During the speech, Collett said: "If the local papers saw what I was saying tonight, they would call me, and they would call you, racists.

"But the racism is against whites.

"When these Asians go out looking for a victim, they don't go looking for Asian victims. They don't go mugging Asian grandmas, they don't go stabbing each other, they don't go trying to solicit sex off little Pritesh or little Sanjita, they go straight to the whites because they are trying to destroy us and they are the racists."

In a speech, delivered at the Crossroads public house in Keighley on March 31, 2004, Collett said gangs of Asian lads wanted "to wipe out white people".

Mr Jameson said the men used the technique of building fear and resentment of Asian people by referring to rapes and muggings. He said they created a "nightmare vision", claiming Asians were entirely responsible for the crimes.

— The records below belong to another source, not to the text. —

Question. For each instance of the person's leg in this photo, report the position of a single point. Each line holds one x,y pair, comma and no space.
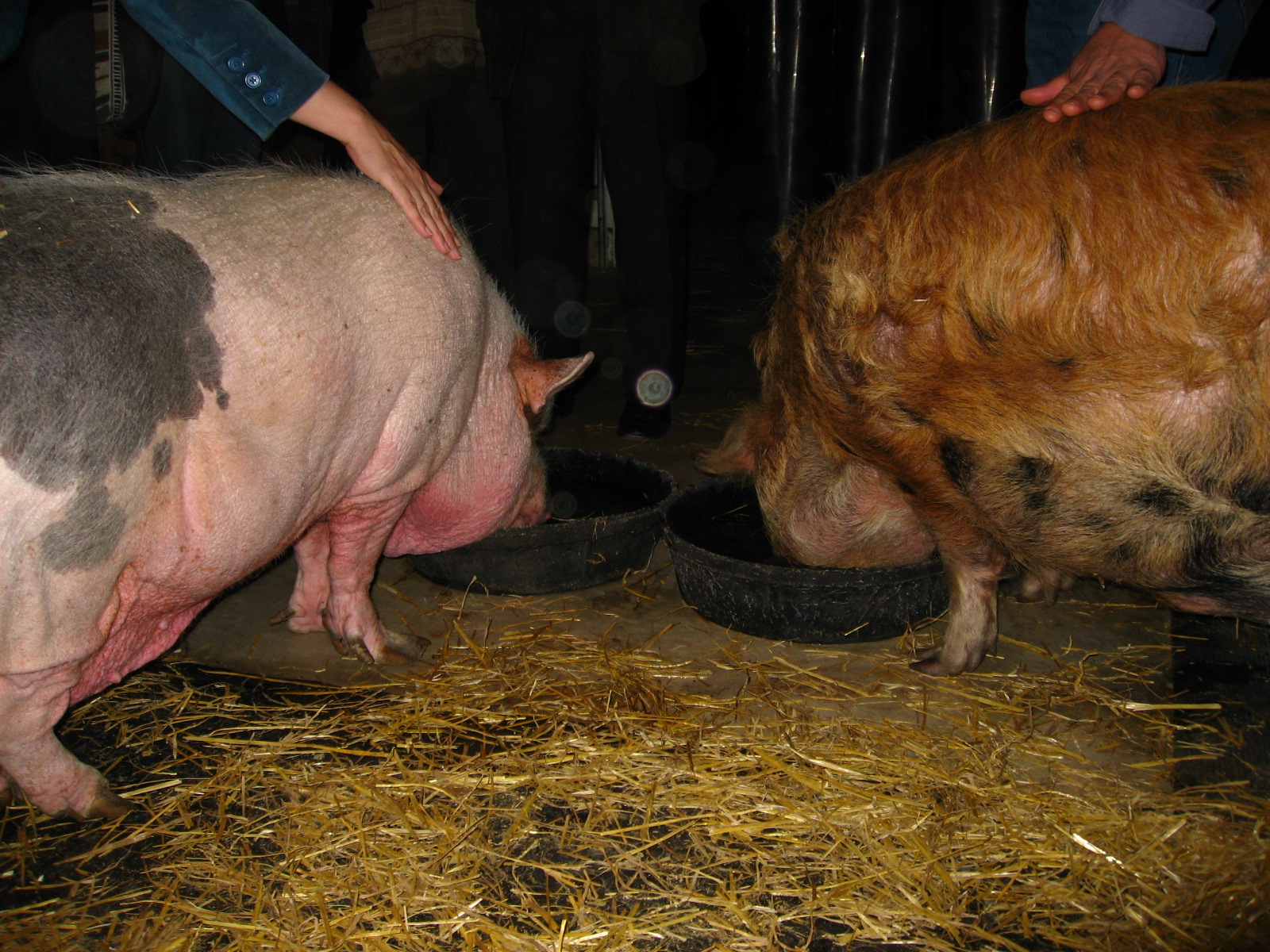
550,148
188,131
1054,32
467,154
630,124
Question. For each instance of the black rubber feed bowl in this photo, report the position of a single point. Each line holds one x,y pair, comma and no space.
607,518
727,570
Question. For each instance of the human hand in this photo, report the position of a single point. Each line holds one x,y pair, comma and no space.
1114,63
381,158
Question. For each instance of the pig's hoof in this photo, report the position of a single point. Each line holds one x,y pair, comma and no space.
338,641
107,806
400,649
935,660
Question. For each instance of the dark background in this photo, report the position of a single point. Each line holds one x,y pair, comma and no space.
797,95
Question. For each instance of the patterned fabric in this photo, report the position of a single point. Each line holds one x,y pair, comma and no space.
111,89
406,36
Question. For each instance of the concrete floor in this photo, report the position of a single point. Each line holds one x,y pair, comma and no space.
727,306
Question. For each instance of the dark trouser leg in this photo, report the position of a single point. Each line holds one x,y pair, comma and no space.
188,131
448,122
550,148
648,247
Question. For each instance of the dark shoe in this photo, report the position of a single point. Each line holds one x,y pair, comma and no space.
641,422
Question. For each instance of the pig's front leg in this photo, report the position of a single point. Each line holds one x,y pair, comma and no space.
972,575
313,581
356,541
32,759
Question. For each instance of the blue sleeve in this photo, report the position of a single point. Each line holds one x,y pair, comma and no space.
230,48
1180,25
13,18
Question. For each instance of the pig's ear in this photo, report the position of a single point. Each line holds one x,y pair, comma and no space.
541,380
736,456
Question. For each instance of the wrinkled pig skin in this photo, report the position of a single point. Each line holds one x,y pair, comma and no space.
196,376
1037,348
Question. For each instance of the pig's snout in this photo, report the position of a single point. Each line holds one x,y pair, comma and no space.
531,505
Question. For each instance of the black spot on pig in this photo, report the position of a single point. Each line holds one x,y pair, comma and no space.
910,414
958,463
1232,182
1253,494
162,460
1077,150
981,333
1062,244
1127,552
103,330
87,533
1214,566
103,336
1159,499
1032,476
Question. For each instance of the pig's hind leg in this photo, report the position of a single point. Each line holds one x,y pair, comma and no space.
357,535
972,632
313,581
32,759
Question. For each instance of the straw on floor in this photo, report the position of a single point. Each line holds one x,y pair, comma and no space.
541,791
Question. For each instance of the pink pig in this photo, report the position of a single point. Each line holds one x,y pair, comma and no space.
197,374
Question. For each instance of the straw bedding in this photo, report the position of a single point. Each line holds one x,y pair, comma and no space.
540,791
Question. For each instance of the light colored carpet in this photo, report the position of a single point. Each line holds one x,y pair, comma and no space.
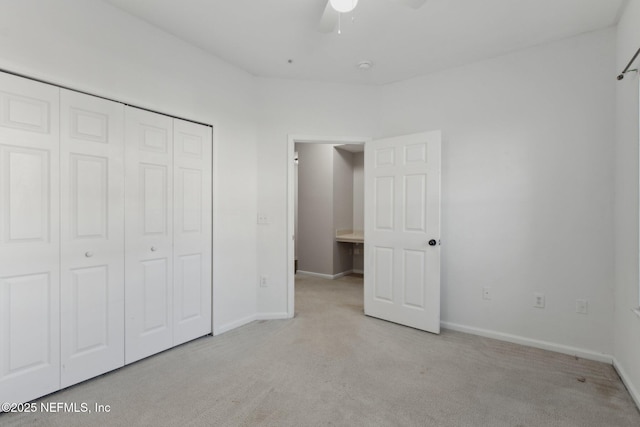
331,365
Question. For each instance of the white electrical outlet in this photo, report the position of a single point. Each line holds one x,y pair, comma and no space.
582,306
538,300
263,218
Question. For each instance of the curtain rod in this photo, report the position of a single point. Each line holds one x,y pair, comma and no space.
621,75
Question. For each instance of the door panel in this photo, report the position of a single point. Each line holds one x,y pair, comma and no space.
149,231
402,270
92,234
29,239
192,231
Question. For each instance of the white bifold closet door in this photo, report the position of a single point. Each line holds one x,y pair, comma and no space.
29,239
168,232
148,233
191,230
92,236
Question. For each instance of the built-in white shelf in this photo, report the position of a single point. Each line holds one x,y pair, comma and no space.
350,236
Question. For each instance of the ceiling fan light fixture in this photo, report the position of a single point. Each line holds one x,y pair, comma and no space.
343,6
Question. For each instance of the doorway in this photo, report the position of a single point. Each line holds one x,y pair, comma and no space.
291,203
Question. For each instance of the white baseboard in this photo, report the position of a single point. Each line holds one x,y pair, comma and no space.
545,345
633,391
235,324
272,316
325,276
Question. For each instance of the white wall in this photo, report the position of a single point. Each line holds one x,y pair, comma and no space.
527,187
91,46
527,165
626,327
527,182
297,108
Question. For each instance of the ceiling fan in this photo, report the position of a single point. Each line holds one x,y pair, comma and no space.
333,8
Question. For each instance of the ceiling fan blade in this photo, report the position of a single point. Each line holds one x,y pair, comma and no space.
328,20
414,4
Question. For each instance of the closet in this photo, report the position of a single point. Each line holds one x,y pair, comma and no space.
105,235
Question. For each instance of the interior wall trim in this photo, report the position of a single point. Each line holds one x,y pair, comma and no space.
61,86
544,345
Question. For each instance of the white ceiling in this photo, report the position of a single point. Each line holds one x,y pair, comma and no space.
260,36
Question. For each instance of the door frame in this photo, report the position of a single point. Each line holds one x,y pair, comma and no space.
292,139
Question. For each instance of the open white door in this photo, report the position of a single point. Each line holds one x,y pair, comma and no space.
402,230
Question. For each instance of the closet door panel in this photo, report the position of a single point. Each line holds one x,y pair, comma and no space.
92,234
192,230
149,230
29,239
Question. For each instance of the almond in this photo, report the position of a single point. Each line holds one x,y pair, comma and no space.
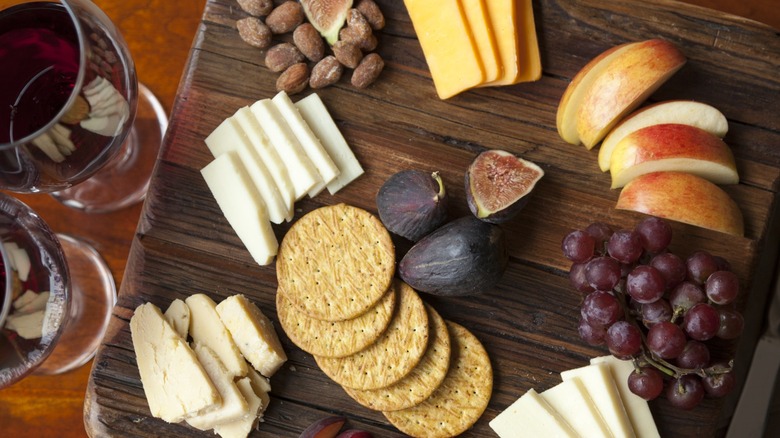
294,79
326,72
285,17
368,70
281,56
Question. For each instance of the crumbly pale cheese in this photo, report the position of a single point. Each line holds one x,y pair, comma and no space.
253,333
530,416
207,330
174,381
601,387
636,407
242,206
316,115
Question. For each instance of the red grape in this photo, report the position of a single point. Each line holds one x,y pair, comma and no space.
686,392
655,234
646,382
722,287
645,284
666,339
701,322
625,246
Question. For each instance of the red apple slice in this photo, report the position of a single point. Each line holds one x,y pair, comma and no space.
629,79
566,118
686,112
672,147
685,198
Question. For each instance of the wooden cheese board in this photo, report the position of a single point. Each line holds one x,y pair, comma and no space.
528,323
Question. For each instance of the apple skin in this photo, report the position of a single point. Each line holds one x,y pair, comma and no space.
623,85
672,147
685,198
686,112
566,117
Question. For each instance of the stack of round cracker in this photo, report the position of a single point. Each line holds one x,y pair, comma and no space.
373,335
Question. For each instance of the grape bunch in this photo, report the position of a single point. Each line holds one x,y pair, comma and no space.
650,306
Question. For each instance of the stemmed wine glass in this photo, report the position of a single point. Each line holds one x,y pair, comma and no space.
69,97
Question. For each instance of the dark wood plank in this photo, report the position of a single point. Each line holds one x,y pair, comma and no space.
528,323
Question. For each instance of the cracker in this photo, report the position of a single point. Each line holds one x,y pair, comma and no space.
419,384
391,357
337,338
336,262
462,397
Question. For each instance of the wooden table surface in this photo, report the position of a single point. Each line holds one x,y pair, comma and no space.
160,34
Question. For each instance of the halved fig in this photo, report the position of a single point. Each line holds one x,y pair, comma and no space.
498,184
464,257
412,203
327,16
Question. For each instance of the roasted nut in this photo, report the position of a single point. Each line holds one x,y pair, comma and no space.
294,79
258,8
281,56
372,13
368,70
309,42
285,17
254,32
347,53
326,72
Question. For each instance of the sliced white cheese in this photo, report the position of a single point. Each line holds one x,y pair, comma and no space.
316,115
243,426
637,408
254,334
174,381
229,136
597,379
207,330
234,406
178,316
326,168
268,155
302,172
530,416
570,399
242,206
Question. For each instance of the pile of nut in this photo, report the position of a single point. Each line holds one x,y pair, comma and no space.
353,50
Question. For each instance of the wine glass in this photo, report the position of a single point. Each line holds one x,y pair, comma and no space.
41,328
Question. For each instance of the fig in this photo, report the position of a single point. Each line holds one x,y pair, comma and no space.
464,257
412,203
327,16
498,184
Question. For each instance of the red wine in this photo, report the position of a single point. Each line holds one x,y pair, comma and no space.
83,130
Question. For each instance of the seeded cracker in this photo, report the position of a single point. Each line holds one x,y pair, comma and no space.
460,400
339,338
391,357
336,262
421,382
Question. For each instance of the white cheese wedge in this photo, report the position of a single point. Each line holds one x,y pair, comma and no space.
530,416
570,399
268,155
243,426
637,408
174,381
302,171
254,334
242,206
316,115
178,316
597,379
229,136
326,168
207,330
234,406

Griffin, a father of four, of Llanerfyl, Powys, mid Wales, denies one count of using words or behaviour intended to stir up racial hatred and an alternative count of using words or behaviour likely to stir up racial hatred. Collett, of Swithland Lane, Rothley, Leicestershire, denies four similar charges .

The Recorder of Leeds, Judge Norman Jones QC, adjourned the retrial until Monday, when the case for the defence is due to begin.